The global summer season may have just kicked off with Iron Man, but one big film has been warming up the French box office since its release in February. Pathe's Welcome To The Sticks (Bienvenue Chez Les Ch'tis) took $40.2m on its first week on release on February 27, 465% higher than Iron Man's opening week in the territory ($8m) this month.
The French comedy is the highest-grossing French film ever in France ($181.8m on nearly 20 million admissions and counting) and has helped boost the market share of local films in France to 64.4% as of May 1. Current numbers put the film up 137% on the next highest-grossing French film of all time, the 2006 comedy, Les Bronzes 3: Amis Pour La Vie ($76.7m).
The figures are all the more impressive for the nature of the film.
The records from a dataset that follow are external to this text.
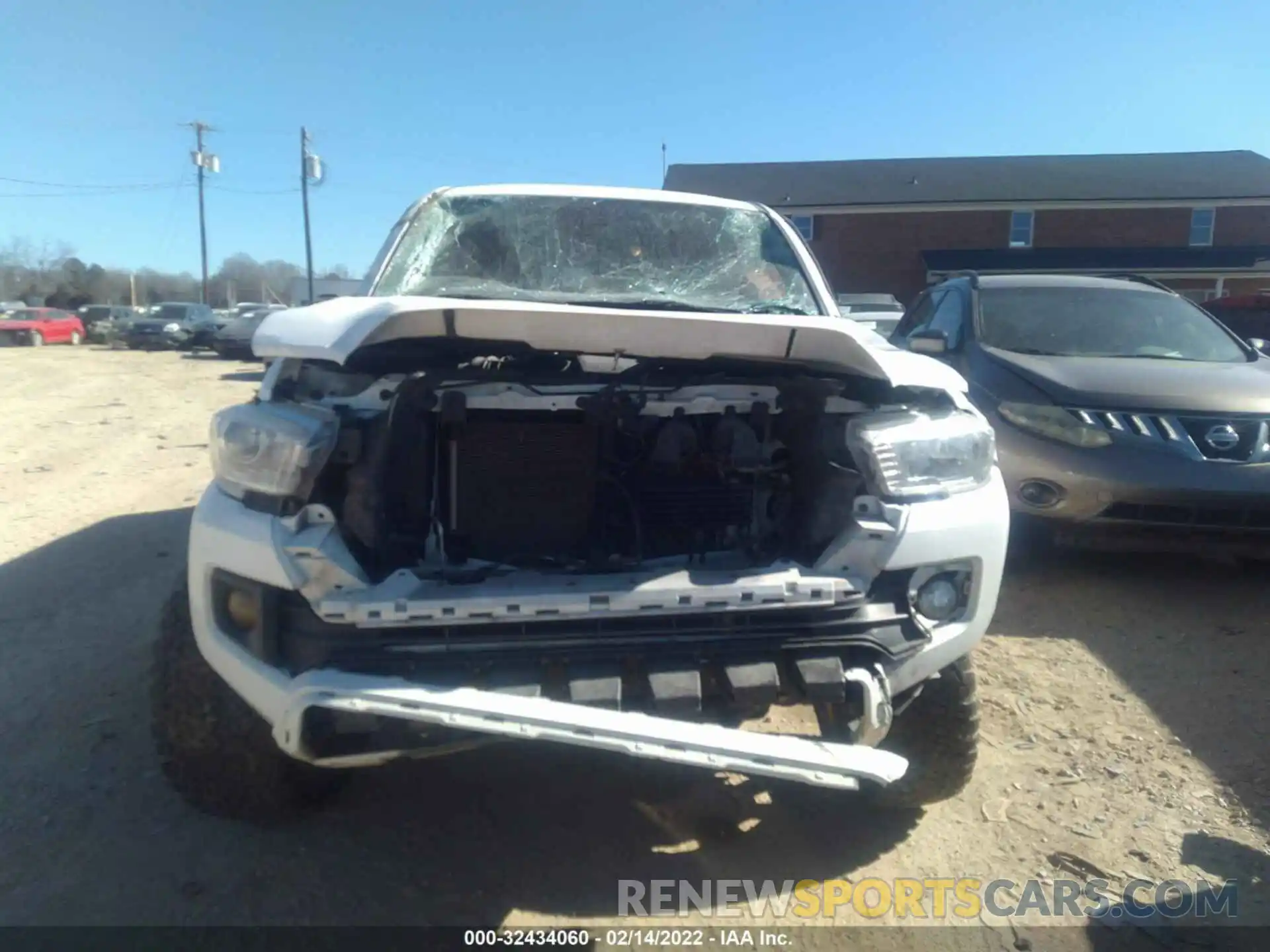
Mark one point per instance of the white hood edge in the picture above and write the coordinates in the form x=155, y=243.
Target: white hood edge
x=332, y=331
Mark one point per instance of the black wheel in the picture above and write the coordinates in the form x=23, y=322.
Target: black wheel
x=937, y=734
x=215, y=749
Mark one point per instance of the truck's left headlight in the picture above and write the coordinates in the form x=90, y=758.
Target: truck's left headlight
x=913, y=455
x=271, y=448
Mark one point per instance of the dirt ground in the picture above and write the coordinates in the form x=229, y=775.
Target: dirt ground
x=1126, y=724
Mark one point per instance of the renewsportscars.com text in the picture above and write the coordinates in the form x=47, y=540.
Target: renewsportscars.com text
x=959, y=898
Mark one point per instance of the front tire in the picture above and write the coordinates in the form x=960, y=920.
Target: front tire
x=214, y=748
x=937, y=734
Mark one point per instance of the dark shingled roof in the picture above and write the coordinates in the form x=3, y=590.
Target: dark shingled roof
x=1015, y=179
x=1085, y=259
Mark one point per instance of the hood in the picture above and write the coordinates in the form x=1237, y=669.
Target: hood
x=332, y=331
x=1133, y=383
x=239, y=329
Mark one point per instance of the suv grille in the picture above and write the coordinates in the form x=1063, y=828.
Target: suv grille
x=1234, y=440
x=1224, y=440
x=1251, y=518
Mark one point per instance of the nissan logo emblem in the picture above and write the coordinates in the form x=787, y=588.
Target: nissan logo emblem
x=1222, y=438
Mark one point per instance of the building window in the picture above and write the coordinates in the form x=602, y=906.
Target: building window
x=1020, y=229
x=806, y=225
x=1202, y=226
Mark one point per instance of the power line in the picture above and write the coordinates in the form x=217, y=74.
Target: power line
x=254, y=192
x=93, y=194
x=63, y=184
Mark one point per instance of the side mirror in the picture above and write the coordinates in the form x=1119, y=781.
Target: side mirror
x=929, y=342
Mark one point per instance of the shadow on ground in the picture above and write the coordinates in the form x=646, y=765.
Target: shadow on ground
x=91, y=833
x=1191, y=637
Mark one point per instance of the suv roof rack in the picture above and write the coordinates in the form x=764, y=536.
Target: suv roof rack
x=1140, y=278
x=972, y=276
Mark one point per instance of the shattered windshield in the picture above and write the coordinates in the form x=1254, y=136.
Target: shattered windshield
x=603, y=252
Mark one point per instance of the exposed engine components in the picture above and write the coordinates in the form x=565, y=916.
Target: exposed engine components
x=606, y=487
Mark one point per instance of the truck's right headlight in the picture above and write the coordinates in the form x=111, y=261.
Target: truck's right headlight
x=271, y=448
x=913, y=455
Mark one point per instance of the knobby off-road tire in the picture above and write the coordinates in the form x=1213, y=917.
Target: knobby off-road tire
x=215, y=749
x=937, y=734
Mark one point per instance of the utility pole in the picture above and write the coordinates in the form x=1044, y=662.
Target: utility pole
x=206, y=163
x=310, y=168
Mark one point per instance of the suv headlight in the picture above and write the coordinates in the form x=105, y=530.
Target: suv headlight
x=912, y=455
x=1056, y=423
x=271, y=448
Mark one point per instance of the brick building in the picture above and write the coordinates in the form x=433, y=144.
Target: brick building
x=1197, y=221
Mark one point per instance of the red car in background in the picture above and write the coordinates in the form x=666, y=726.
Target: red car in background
x=40, y=325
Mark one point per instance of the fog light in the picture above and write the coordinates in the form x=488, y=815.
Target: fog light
x=243, y=608
x=937, y=600
x=1038, y=494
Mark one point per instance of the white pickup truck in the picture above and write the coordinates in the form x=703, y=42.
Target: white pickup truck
x=592, y=466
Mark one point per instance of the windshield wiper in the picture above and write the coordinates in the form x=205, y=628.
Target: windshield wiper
x=1032, y=352
x=773, y=307
x=652, y=303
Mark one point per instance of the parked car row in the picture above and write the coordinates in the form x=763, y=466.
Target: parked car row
x=1123, y=411
x=172, y=325
x=36, y=327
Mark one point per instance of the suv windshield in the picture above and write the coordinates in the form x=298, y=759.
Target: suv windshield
x=1103, y=321
x=172, y=313
x=615, y=253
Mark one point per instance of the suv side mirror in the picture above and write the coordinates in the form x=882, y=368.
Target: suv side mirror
x=929, y=340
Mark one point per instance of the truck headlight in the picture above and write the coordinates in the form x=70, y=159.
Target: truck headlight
x=271, y=448
x=912, y=455
x=1056, y=423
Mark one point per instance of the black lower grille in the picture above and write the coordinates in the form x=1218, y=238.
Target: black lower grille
x=308, y=641
x=1248, y=518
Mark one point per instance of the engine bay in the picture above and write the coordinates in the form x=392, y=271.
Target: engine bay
x=455, y=481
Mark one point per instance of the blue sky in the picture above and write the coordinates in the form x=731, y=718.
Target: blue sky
x=403, y=97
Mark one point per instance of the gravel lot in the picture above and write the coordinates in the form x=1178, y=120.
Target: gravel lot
x=1126, y=719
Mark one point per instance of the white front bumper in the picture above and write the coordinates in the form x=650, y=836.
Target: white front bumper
x=969, y=528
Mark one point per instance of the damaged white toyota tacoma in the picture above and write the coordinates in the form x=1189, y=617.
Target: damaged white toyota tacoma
x=593, y=466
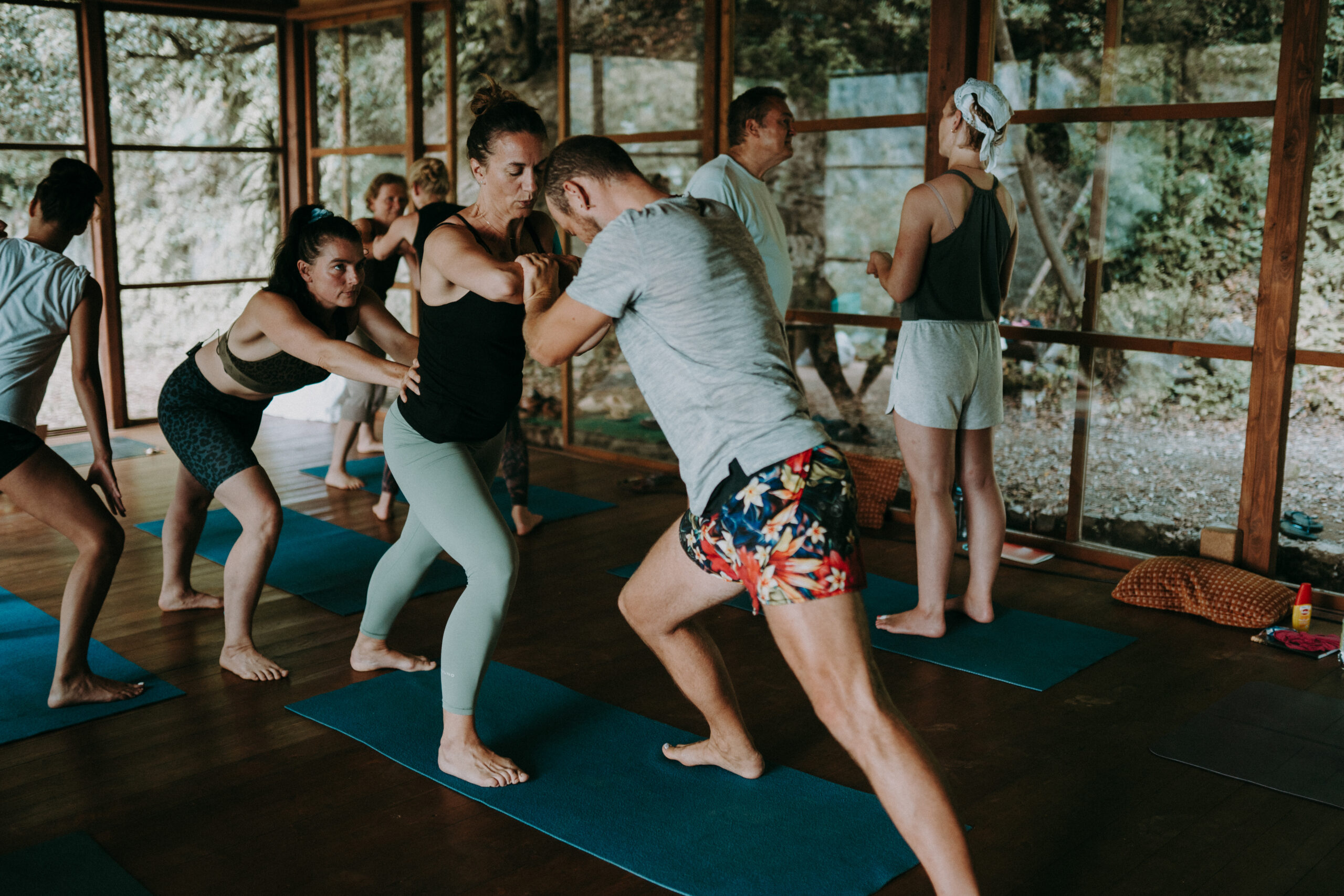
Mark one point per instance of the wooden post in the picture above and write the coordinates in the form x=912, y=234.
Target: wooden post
x=310, y=99
x=413, y=27
x=728, y=29
x=562, y=127
x=344, y=120
x=450, y=104
x=295, y=125
x=954, y=27
x=713, y=68
x=93, y=64
x=1093, y=277
x=1292, y=156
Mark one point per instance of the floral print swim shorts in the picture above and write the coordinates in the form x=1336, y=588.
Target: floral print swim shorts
x=790, y=534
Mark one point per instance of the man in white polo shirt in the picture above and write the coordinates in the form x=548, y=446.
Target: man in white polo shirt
x=760, y=138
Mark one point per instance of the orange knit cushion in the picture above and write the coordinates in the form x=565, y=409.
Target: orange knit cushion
x=1208, y=589
x=877, y=480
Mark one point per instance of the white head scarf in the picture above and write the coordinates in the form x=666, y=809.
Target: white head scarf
x=990, y=99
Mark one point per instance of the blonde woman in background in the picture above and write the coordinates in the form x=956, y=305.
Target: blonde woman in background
x=949, y=275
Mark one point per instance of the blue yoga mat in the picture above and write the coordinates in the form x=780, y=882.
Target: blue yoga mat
x=29, y=659
x=80, y=453
x=1025, y=649
x=550, y=503
x=315, y=559
x=600, y=782
x=70, y=866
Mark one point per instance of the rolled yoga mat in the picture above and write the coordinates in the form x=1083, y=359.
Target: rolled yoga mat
x=81, y=453
x=318, y=561
x=27, y=661
x=70, y=866
x=1021, y=648
x=1269, y=735
x=600, y=782
x=551, y=504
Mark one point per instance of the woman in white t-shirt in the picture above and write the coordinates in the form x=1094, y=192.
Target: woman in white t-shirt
x=45, y=297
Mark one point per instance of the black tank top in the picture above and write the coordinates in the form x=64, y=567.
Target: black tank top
x=380, y=276
x=960, y=277
x=432, y=217
x=471, y=355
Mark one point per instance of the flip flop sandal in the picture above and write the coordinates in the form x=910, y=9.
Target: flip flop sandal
x=1295, y=531
x=1303, y=520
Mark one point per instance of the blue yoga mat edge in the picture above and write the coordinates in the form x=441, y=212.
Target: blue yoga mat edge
x=26, y=693
x=598, y=745
x=503, y=812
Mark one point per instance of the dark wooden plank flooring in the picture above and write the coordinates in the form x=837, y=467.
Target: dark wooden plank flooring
x=225, y=792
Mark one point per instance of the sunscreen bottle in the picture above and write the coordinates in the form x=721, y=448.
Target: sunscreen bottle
x=1303, y=608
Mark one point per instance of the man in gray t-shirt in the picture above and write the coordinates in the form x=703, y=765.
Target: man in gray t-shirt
x=772, y=504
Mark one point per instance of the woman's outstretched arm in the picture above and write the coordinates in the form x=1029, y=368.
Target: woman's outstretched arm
x=899, y=272
x=88, y=383
x=385, y=330
x=293, y=333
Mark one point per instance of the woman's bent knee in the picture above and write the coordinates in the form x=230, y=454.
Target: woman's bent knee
x=104, y=539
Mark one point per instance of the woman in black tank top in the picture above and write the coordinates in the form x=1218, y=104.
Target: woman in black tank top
x=447, y=446
x=949, y=276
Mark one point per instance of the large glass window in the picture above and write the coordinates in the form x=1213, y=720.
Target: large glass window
x=636, y=66
x=836, y=59
x=1314, y=477
x=362, y=83
x=1164, y=455
x=1052, y=58
x=182, y=90
x=1320, y=318
x=1196, y=51
x=1049, y=170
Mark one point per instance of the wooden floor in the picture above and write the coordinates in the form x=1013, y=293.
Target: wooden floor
x=225, y=792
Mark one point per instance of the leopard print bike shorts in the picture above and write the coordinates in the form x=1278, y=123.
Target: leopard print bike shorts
x=212, y=433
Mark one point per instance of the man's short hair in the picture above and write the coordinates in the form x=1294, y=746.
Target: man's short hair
x=752, y=105
x=585, y=156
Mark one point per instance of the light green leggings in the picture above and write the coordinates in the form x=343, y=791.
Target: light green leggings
x=449, y=489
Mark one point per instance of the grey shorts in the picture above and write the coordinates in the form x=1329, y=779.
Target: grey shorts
x=949, y=375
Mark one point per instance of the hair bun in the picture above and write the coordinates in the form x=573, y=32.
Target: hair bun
x=76, y=176
x=491, y=96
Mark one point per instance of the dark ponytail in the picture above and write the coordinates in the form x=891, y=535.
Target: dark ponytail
x=68, y=195
x=311, y=227
x=499, y=112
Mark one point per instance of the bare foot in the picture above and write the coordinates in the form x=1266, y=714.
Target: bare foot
x=524, y=520
x=745, y=762
x=89, y=688
x=979, y=609
x=371, y=653
x=343, y=480
x=248, y=662
x=930, y=625
x=190, y=599
x=475, y=763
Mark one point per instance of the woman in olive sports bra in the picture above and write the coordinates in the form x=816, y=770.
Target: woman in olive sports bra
x=292, y=333
x=951, y=273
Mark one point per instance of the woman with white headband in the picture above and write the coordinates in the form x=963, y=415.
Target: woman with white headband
x=949, y=275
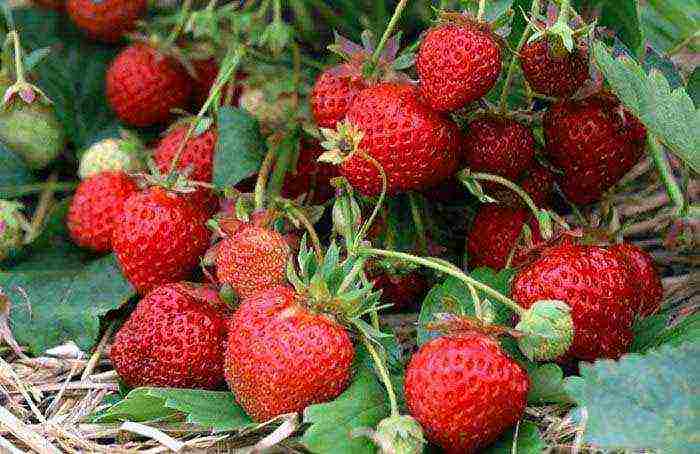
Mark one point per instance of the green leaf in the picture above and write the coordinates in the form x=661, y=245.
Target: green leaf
x=669, y=115
x=547, y=385
x=694, y=86
x=73, y=75
x=13, y=172
x=623, y=17
x=453, y=297
x=215, y=410
x=240, y=149
x=363, y=404
x=667, y=23
x=642, y=401
x=529, y=441
x=654, y=331
x=50, y=307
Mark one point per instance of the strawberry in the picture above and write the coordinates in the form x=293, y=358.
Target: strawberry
x=333, y=93
x=595, y=283
x=32, y=130
x=252, y=260
x=457, y=64
x=500, y=146
x=594, y=142
x=282, y=357
x=207, y=70
x=159, y=237
x=416, y=147
x=145, y=85
x=552, y=70
x=124, y=154
x=465, y=391
x=495, y=235
x=97, y=203
x=644, y=277
x=174, y=338
x=311, y=176
x=106, y=20
x=197, y=157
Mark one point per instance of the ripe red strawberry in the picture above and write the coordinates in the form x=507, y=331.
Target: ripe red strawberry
x=333, y=93
x=106, y=20
x=159, y=238
x=173, y=339
x=252, y=260
x=643, y=276
x=417, y=147
x=553, y=70
x=281, y=357
x=495, y=233
x=457, y=65
x=197, y=156
x=595, y=283
x=499, y=146
x=144, y=85
x=97, y=203
x=311, y=176
x=207, y=72
x=465, y=391
x=594, y=142
x=403, y=290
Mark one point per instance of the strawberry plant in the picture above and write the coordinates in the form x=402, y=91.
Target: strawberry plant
x=396, y=226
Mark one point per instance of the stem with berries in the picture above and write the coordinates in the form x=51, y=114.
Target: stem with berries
x=503, y=105
x=447, y=268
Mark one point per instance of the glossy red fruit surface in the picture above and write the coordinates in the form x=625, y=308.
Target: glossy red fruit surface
x=644, y=277
x=173, y=339
x=595, y=283
x=159, y=238
x=457, y=64
x=281, y=357
x=553, y=72
x=97, y=203
x=594, y=142
x=417, y=147
x=252, y=260
x=144, y=86
x=106, y=20
x=465, y=391
x=499, y=146
x=495, y=233
x=334, y=91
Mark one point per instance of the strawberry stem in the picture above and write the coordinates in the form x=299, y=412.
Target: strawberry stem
x=482, y=11
x=387, y=33
x=382, y=195
x=263, y=175
x=417, y=215
x=665, y=173
x=383, y=373
x=534, y=11
x=447, y=268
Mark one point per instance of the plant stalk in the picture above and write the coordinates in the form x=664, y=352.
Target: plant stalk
x=384, y=374
x=439, y=265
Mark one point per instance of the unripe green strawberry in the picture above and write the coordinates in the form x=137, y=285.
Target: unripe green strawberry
x=112, y=154
x=11, y=232
x=32, y=130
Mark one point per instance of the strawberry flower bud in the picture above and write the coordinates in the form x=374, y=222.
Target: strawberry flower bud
x=548, y=330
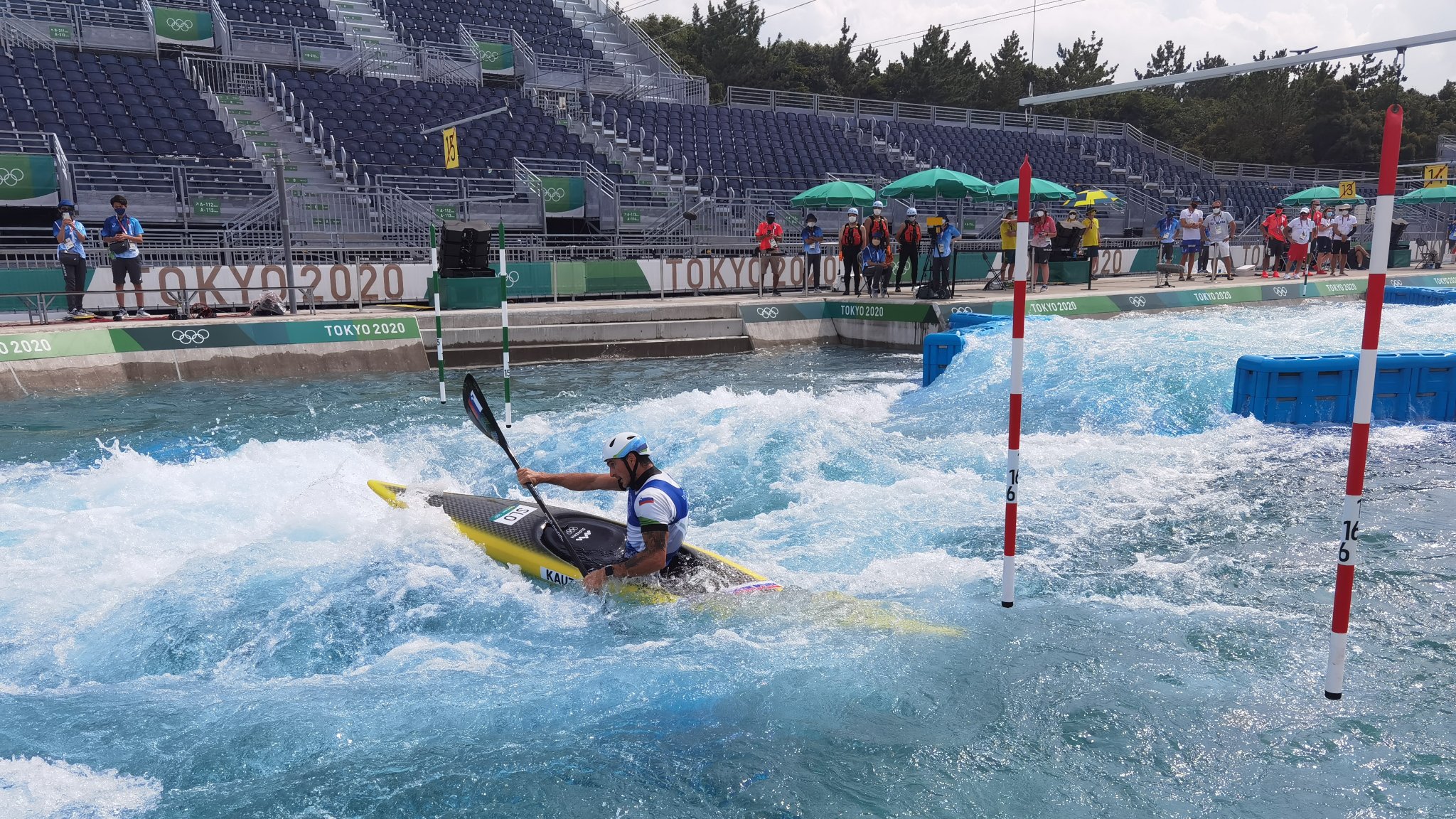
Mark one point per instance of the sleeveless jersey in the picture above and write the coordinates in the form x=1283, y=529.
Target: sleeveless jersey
x=660, y=502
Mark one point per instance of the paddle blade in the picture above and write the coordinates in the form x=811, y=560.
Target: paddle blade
x=479, y=412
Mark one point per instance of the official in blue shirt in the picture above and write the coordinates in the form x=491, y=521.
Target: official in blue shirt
x=123, y=235
x=1168, y=235
x=70, y=251
x=813, y=237
x=941, y=250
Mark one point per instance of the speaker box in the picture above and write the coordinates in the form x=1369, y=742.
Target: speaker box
x=465, y=251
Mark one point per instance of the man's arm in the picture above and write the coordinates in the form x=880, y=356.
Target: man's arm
x=650, y=560
x=574, y=481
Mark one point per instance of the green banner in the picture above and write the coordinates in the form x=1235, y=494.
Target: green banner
x=28, y=180
x=564, y=196
x=23, y=346
x=497, y=57
x=207, y=208
x=186, y=26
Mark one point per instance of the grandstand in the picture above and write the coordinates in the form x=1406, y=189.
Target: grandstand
x=341, y=90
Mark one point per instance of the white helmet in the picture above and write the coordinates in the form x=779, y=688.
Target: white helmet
x=623, y=445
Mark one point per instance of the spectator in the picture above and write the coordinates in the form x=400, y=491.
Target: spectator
x=769, y=235
x=1091, y=241
x=1324, y=241
x=909, y=238
x=1344, y=230
x=1167, y=235
x=70, y=251
x=851, y=242
x=1276, y=237
x=877, y=250
x=122, y=233
x=941, y=252
x=1300, y=232
x=1192, y=222
x=1043, y=230
x=813, y=237
x=1008, y=248
x=1219, y=228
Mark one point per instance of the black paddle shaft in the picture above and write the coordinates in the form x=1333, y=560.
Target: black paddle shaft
x=479, y=412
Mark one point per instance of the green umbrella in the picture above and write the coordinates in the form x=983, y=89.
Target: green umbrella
x=1324, y=193
x=1429, y=196
x=1040, y=190
x=936, y=183
x=835, y=194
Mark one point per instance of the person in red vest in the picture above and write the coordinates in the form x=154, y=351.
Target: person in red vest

A fish-out-of-water farce directed by actor-film-maker Dany Boon, who also stars, Welcome To The Sticks is set in the Nord-Pas du Calais region of France, a province routinely ridiculed by the rest of the country. The dialect used, Ch'timi, is not understood by many French people, and provides the source of the language-based comedy.
The language gap
So how will such a distinctively French film fare outside France' To date, it has grossed $198m from four territories. It opened in Belgium and Switzerland day-and-date with France.
Pathe UK opened Welcome To The Sticks in the UK on April 1, the first launch in a non-French-speaking territory. To date, it has grossed $140,00 (£72,000) from just five screens in London, including an exclusive run at the Cine Lumiere, where it beat the house record of $62,000 (£32,000).
Dave Woodward, sales director at Pathe UK, says the aim is to target key audiences and work on generating word of mouth rather than handling it as a "traditional" foreign film release. "We initially released it to the French community in London, presented as an exclusive arrangement with Cine Lumiere," Woodward explains.
"We did quite a broad promotion to French nationals living in the UK and French corporate banks. Now we'll be crossing the film out to the rest of the UK, keeping it very targeted and very focused and showcasing the film in key cities selectively where we can find an audience in each town."
While 2007 proved a relatively good year for French films in the UK - Icon Film Distribution's Oscar-winning Edith Piaf biopic La Vie En Rose took $3.3m, and Revolver Entertainment's thriller Tell No One took $2.3m - comedy is always a much tougher sell outside its national borders. The relative UK success of 2001's Amelie ($6.3m) and 2004's The Chorus ($2.1m) are the exceptions rather than the rule.
Woodward admits marketing a film which sources its entire comic effect from the regional differences between the north and the south of France is a challenge.
"It's difficult because a lot of humour is in the dialect and some of that gets lost in the translation with the subtitling," he says. "But with careful handling we feel like we're getting as much out of the film as we can."
Welcome To The Sticks is set to play on single screens in key cities such as Edinburgh, Bristol and Aberdeen. The latter has a significant French community. "It's not a traditional 50-print release where we're throwing the kitchen sink at it on day one," says Woodward. "We're trying to do it a little smarter and let awareness build through word of mouth and keep feeding it to the public across key cities."
Promoting it as the most successful French film of all time is key to the film's crossover appeal. "It's something to shout about," says Woodward. Whether these shouts will be heard in other markets is yet to be seen.